Appliances

APPLIANCES: About 15% of a home’s energy use

#1 REFRIGERATOR/ FREEZER

Keeping refrigerator and freezer coils clean will prevent the heat exchanger from having to work harder and using more energy than it would otherwise. You can use a refrigerator coil brush to clean the coils monthly if they are exposed (usually on the back or underneath the refrigerator). Regular cleaning also helps avoid costly repairs, prevent food loss, and maintain appropriate inside temperatures.

Check the refrigerator and freezer doors to make sure they remain sealed so that cold air does not escape. You can test the seal by sticking a dollar bill between the refrigerator and its door. If you can pull the dollar bill out with no tugging, then the seals on the door need to be replaced. Avoid opening the refrigerator and freezer doors unnecessarily, or standing with it open for long periods of time. The ideal temperatures for a refrigerator is 36F and for a freezer is 5F.

If you need a new refrigerator or can get an upgrade, purchase a high-efficiency model. Because you can now find highly efficient refrigerators and freezers in the same price range as average ones, there is no upfront cost barrier preventing you from saving thousands of dollars over the lifetime of the refrigerator/ freezer. While Energy Star labels indicate high energy efficiency, it is still worth comparing the actual energy savings of different models. Even within Energy Star labeled products, some models use much less energy than others. If you have recently gotten a new energy efficient refrigerator/ freezer, do not keep your old one operating in the basement or garage as a secondary unit – doing so will just add more energy use. It sounds silly, but many people do it.
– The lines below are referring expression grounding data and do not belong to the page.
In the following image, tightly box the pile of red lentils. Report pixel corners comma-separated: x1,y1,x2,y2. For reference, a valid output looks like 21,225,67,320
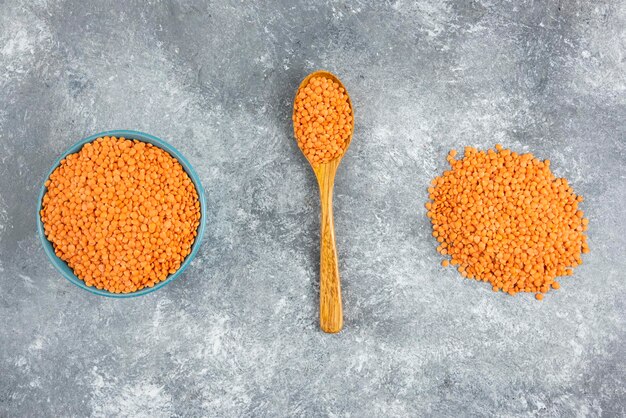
426,145,589,300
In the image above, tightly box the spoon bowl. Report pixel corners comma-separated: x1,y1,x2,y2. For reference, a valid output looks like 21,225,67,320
293,70,354,333
295,70,355,165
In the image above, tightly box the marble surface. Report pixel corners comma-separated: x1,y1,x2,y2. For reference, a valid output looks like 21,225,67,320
1,1,625,416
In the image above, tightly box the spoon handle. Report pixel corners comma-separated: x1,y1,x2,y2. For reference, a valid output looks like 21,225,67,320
315,162,343,333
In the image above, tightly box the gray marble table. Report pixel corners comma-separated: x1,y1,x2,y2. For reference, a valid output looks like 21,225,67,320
1,1,625,416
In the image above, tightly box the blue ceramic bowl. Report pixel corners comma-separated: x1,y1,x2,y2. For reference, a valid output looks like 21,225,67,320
37,130,206,297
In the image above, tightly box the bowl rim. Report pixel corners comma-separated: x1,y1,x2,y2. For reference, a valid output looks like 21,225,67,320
37,129,206,298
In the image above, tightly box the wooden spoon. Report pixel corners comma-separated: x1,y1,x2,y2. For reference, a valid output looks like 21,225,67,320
293,70,354,333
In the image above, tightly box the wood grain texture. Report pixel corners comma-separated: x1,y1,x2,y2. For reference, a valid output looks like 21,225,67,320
313,159,343,333
293,70,354,334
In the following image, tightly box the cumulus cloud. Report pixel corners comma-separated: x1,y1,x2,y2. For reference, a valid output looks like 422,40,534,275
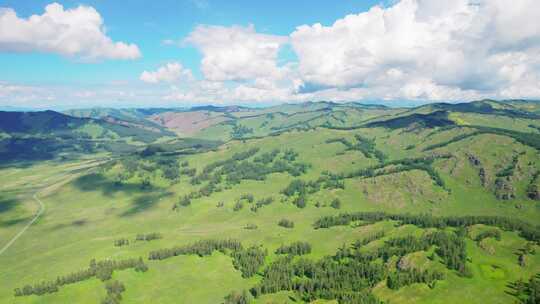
140,62,193,84
186,24,289,82
290,0,540,100
0,2,141,60
156,0,540,105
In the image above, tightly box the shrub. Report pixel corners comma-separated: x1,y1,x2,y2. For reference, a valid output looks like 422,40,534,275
278,219,294,229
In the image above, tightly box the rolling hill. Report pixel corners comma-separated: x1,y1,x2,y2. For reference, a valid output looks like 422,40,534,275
0,99,539,304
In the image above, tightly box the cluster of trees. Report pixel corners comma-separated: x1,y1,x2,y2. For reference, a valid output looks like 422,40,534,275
251,197,273,212
474,229,501,242
148,239,266,278
325,135,386,163
224,290,252,304
282,149,299,161
233,194,262,212
92,258,148,281
352,231,386,248
282,179,314,197
339,231,469,276
244,223,258,230
254,149,280,164
14,258,147,297
278,219,295,229
527,171,540,201
425,232,469,275
373,235,432,262
313,212,540,242
174,195,192,209
280,176,346,209
293,195,307,208
326,137,355,149
240,193,254,203
174,149,309,210
159,158,180,181
14,281,59,296
354,134,386,163
281,179,319,209
331,198,341,209
114,238,129,247
231,123,254,139
148,239,242,260
250,254,384,304
512,273,540,304
518,242,536,267
196,148,260,181
496,153,523,178
136,232,162,241
180,166,196,177
387,268,444,290
233,201,244,211
231,246,268,277
222,158,308,184
112,157,196,188
275,242,312,256
102,280,125,304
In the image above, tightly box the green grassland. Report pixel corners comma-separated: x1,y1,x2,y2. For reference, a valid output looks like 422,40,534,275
0,100,539,304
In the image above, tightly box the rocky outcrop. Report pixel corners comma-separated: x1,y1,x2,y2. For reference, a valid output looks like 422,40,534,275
494,177,515,200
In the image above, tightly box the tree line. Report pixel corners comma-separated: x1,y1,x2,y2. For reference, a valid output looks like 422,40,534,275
275,242,312,256
511,273,539,304
148,239,266,278
387,268,444,290
313,212,540,242
102,280,126,304
136,232,162,241
14,258,148,297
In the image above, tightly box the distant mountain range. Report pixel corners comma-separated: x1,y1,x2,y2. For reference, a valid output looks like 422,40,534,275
1,99,539,164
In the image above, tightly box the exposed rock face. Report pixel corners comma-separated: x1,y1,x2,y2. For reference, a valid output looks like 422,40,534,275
494,177,515,200
527,184,540,200
479,168,487,187
397,256,411,270
467,154,481,166
467,153,488,187
527,171,540,201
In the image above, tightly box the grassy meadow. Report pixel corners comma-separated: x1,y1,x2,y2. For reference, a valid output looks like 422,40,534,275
1,100,539,304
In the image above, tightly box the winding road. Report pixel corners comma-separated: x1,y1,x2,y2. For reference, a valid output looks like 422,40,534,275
0,158,111,257
0,193,44,256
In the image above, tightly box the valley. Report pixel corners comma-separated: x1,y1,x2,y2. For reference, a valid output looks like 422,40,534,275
0,99,539,304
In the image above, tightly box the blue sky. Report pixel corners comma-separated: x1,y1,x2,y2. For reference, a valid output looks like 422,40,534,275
0,0,538,109
0,0,382,84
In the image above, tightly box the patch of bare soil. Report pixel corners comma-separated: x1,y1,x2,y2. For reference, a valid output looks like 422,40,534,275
149,111,231,135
If you have a many items in the wintertime that are okay to freeze solid, consider storing them in a safe and secure place in the outside air (make sure animals can’t break in). The great outdoors will keep items frozen for a few months out of the year – just make sure you are ready for the thaws. For those with the space/ capacity, root cellars in basements work great for storing many bulk items.

#2 DRYERS
You can avoid using a dryer at all by hanging clothes on a clothes line outside or on an indoor rack. This saves energy, and as a bonus for renters it can also reduce costs from coin-operated driers. If you are running a dryer:

  • Keep the lint traps clean to use less energy and reduce drying time.
  • Clean the tube that runs from the dryer to the wall twice a year.
  •  Use moisture sensor settings (if you have them) in order to avoid over-drying clothes.
  • Reduce the need for drying time by using a final spin cycle in the washer, which shakes out your clothes, or by letting them dry in the open air for a short time.
  • It is best to keep the dryer in a warm, dry area (insulate around it instead of adding in more energy-using heaters) so that it would not have to work as hard.
  • Dry full washer loads, but without over-packing the dryer. Drying too few clothes at a time wastes energy but drying too many clothes at once makes the dryer work harder than it needs to.
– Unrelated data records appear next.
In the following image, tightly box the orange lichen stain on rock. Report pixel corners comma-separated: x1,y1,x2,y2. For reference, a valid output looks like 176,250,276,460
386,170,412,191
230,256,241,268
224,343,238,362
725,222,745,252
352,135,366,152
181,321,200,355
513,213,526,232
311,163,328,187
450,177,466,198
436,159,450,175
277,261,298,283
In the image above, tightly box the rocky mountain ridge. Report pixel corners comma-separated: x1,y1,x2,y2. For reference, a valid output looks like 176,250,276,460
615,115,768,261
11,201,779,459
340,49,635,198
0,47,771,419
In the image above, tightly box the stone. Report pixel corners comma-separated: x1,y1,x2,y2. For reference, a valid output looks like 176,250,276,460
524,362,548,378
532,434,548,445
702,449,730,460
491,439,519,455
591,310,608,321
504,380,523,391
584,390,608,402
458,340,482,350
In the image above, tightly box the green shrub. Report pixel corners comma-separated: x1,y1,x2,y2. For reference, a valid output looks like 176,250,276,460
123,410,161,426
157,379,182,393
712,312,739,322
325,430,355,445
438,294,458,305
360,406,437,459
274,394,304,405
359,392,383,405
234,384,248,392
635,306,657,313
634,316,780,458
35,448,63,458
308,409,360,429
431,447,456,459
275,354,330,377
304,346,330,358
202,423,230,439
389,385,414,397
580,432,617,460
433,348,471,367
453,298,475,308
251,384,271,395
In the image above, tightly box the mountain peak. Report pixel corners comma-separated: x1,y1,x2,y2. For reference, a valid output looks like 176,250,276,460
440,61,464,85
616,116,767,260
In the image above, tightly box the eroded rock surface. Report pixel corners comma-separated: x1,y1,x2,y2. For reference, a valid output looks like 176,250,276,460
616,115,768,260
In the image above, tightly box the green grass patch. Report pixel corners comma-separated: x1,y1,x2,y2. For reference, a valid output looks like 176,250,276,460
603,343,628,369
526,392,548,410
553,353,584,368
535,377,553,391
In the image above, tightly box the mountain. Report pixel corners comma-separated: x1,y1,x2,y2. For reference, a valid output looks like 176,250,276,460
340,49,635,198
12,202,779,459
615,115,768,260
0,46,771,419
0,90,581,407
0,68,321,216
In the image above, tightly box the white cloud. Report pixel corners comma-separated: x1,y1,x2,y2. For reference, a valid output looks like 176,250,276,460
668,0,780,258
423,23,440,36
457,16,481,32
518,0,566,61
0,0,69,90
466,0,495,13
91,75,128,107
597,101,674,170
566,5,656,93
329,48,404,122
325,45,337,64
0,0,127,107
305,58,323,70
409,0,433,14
Note: Washers use much less electrical/gas energy than dryers, but they do take energy, especially when hot water is used. Using cold water for washing works just as well except for very dirty loads, and uses much less energy.

#3 STOVES/ COOKING

Here’s some simple tips for energy efficient cooking:

  • Cook with the lid on the pan/ pot when using the stove and use the smallest pan you can for the cooking you are doing.
  • Have multiple items in the oven at once rather than heating one item after another. Also preheat the oven only when necessary as preheating is most important for baked goods and meat that needs an even temperature. Open the oven door as little as possible during the time oven is on or else it will lose around 30F when you open the door, which means the oven has to work harder to get back to the same temperature. (according to http://michaelbluejay.com/electricity/cooking.html
  • Keep your burners clean and clean up the carbon build up around the pilot light/ ignition to require less gas to be burned. If the flame on the stove top is yellow rather than blue it is in need of maintenance. It signifies incomplete combustion with harmful gasses being released into the kitchen.
  • If you are getting a new stove use electric ignition stoves because stoves with pilot lights use as much as 40% more gas. (According to http://michaelbluejay.com/electricity/cooking.html)
  • Smaller cooking devices like microwave ovens and toaster ovens use much less overall energy than full sized ovens, but remember to unplug them when not in use. If you are cooking enough food to fill more than half of the full sized oven, then that becomes the more efficient choice.

#4 LANDSCAPE MAINTENANCE

If you can, use a push mower or and shovel your own snow instead of using powered devices to maintain the landscape. You can also replace your lawn with low-maintenance native plantings to make this much easier. Natural landscaping is also more ecologically friendly and improves water quality, and doing the work oneself helps maintain personal fitness.

If you need to use powered devices, use electric mowers or electric snow-blowers instead of gasoline powered equipment to save energy and reduce local pollution. Some groups of neighbors also save money by creating neighborhood tool/ equipment libraries since these items are only used infrequently and it is usually not necessary for everyone to each have their own.